Il avait atteint la frontière d'Allemagne lorsque son nom parut et passa presque inaperçu. En effet, la veille même, Vardes avait été sacrifié à la vindicte publique et, dans des termes tels, que le roi s'en était ému. En effet, le Poète-Crotté accusait, ni plus ni moins, ce « scélérat mondain » d'être l'auteur de la lettre espagnole qui, deux ans plus tôt, avait été introduite dans l'appartement de la reine, à seule fin de l'instruire charitablement des infidélités de son époux avec Mlle de La Vallière. L'accusation rouvrait une blessure vive au cœur du souverain, car il n'avait jamais pu mettre la main sur les coupables et, plus d'une fois, en avait parlé à Vardes, lui demandant conseil à ce sujet. Tandis qu'il interrogeait le capitaine des gardes suisses, faisait venir Mme de Soissons, sa maîtresse et complice ; tandis que sa belle-sœur Henriette d'Angleterre, impliquée également dans l'histoire de la lettre espagnole, se jetait à ses pieds et que de Guiche et le petit Monsieur se disputaient aigrement dans le privé avec le chevalier de Lorraine, la liste des criminels de la taverne du Masque-Rouge continuait imperturbable à offrir, chaque jour, une nouvelle victime à la foule. Louvignys et Saint-Thierry, résignés à l'avance et ayant pris leurs dispositions, surent un beau matin que Paris connaissait maintenant le nombre exact de leurs maîtresses et leurs particularités amoureuses. Ces détails assaisonnaient l'habituel refrain :
Mais qui donc a tué un enfant de tendre âge ?
Qui est le meurtrier du p'tit marchand d'oubliés ?...
Bénéficiant du trouble dans lequel les révélations faites sur Vardes jetaient le roi, Louvignys et Saint-Thierry furent seulement priés d'abandonner leurs charges et de se rendre dans leurs terres.
Un vent d'excitation soufflait sur Paris.
– À qui le tour ? À qui le tour ? beuglaient chaque matin les vendeurs de chansons.
On s'arrachait les feuilles.
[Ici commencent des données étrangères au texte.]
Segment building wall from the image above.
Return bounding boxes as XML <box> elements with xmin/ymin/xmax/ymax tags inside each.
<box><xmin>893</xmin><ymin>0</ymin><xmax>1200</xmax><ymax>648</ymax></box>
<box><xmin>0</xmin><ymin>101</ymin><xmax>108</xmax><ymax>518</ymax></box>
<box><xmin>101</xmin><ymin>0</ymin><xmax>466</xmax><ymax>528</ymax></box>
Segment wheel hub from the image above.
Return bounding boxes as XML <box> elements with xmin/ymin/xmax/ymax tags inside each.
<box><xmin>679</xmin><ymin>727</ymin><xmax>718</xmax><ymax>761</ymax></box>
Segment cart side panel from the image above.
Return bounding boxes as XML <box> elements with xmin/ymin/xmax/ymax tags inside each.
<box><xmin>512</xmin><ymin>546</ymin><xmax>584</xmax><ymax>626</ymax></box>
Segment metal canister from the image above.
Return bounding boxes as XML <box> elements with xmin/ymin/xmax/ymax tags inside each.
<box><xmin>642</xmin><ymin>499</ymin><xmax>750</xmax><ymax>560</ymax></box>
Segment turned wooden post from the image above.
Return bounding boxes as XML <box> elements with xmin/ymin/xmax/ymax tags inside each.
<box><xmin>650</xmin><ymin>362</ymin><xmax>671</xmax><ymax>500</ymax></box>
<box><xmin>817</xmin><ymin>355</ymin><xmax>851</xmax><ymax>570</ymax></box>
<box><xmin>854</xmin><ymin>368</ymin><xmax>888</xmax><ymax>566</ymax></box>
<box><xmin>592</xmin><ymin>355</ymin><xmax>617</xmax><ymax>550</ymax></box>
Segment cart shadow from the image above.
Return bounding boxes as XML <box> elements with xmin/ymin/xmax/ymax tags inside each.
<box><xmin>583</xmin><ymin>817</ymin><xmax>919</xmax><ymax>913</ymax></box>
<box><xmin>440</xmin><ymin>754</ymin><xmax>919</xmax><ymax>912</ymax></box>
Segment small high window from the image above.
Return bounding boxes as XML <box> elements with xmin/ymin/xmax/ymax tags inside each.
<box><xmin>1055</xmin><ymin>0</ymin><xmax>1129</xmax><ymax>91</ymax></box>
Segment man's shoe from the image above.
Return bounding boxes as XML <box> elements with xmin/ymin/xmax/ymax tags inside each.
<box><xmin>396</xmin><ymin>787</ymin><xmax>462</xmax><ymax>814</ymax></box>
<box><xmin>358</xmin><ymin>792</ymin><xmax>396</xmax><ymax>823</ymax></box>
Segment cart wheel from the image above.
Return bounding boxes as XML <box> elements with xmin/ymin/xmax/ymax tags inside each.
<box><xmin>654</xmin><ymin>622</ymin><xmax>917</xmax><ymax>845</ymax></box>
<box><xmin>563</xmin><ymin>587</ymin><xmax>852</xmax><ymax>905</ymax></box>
De la rue aux fenêtres, on se criait « le nom » du jour. Les gens du meilleur monde prirent l'habitude de s'aborder en se disant mystérieusement :
– Mais qui donc a tué le p'tit marchand d'oubliés ?...
Et l'on pouffait de rire.
Puis, un bruit commença à circuler et les rires se figèrent. Au Louvre, un climat de panique et de profond embarras succéda à l'amusement de ceux qui, forts de leur conscience, suivaient gaiement le déroulement du jeu de massacre. On vit plusieurs fois la reine mère se rendre elle-même au palais royal pour y entretenir son second fils. Aux alentours du palais qu'habitait le petit Monsieur, des paquets de badauds hostiles, muets, stationnaient. Personne ne parlait encore, personne n'affirmait, mais le bruit courait que le frère du roi avait participé à l'orgie du Masque-Rouge, et que c'était LUI qui avait assassiné le petit marchand d'oubliés.
*****
Ce fut par Desgrez qu'Angélique connut les premières réactions de la cour. Le lendemain même de l'attentat, alors que Brienne, conduit à la Bastille, avait bien de la peine à y parvenir, le policier frappait à la petite maison de la rue des Francs-Bourgeois où Angélique s'était réfugiée.